According to an Intel update posted to its website, Xeon Phi, a series of processors that featured a radical new architecture for its time, has met its end. After a slow cadence of end of life (EOL) updates for the range of products designed for supercomputing and HPC, including the Xeon Phi 7200 Coprocessors, Intel has finally retired all of the descendants of its failed Larrabee GPU project.
Now it seems the mantle of high-performance acceleration falls to Intel's forthcoming Xe Graphics Architecture that is set to power the Aurora supercomputer.
Intel has now officially retired the 7295, 7285, and 7235 models that came with 72, 68, and 64 cores that dropped into the LGA3647 interface, with Intel citing that demand had shifted to other Intel products.

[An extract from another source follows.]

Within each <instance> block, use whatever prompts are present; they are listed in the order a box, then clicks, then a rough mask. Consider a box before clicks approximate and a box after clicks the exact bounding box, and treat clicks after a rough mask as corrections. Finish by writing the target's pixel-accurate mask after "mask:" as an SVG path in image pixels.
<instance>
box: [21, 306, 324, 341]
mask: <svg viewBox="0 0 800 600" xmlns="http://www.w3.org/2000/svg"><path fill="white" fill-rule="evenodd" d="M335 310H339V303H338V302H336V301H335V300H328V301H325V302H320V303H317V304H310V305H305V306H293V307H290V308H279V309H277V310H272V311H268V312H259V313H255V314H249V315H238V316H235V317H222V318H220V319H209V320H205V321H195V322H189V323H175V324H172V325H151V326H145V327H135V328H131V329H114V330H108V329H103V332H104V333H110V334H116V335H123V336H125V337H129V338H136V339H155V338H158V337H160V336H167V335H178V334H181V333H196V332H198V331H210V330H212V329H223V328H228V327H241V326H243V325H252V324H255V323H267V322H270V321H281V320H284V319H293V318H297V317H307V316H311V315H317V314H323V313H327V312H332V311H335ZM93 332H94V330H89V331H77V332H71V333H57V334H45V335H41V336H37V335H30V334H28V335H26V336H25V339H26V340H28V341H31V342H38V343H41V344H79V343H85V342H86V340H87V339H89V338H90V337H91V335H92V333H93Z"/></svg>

Knights Landing was the first product to come to market wielding Intel's new mesh topology, which connects 72 quad-threaded Silvermont-derived cores into one cohesive unit. The new mesh topology eventually filtered down into Intel's Purley, Skylake-X, and Cascade Lake processors. The Knight's Landing products featured 16GB of on-package MCDRAM (Multi-Channel DRAM) Micron HBM.
Intel’s followup Knights Hill products, which never came to market, have borne the blame for the delay of the Aurora supercomputer, which will now feature Intel’s Xe Graphics Architecture.
Intel claimed that Knights Mill's single- and half-precision support helped power up to 4x the deep learning performance of its predecessor. Xeon Phi provided direct access to (up to) 400GB of memory, a tangible advantage over GPU memory limitations.
Intel has set July 31, 2020, as the last date for shipments.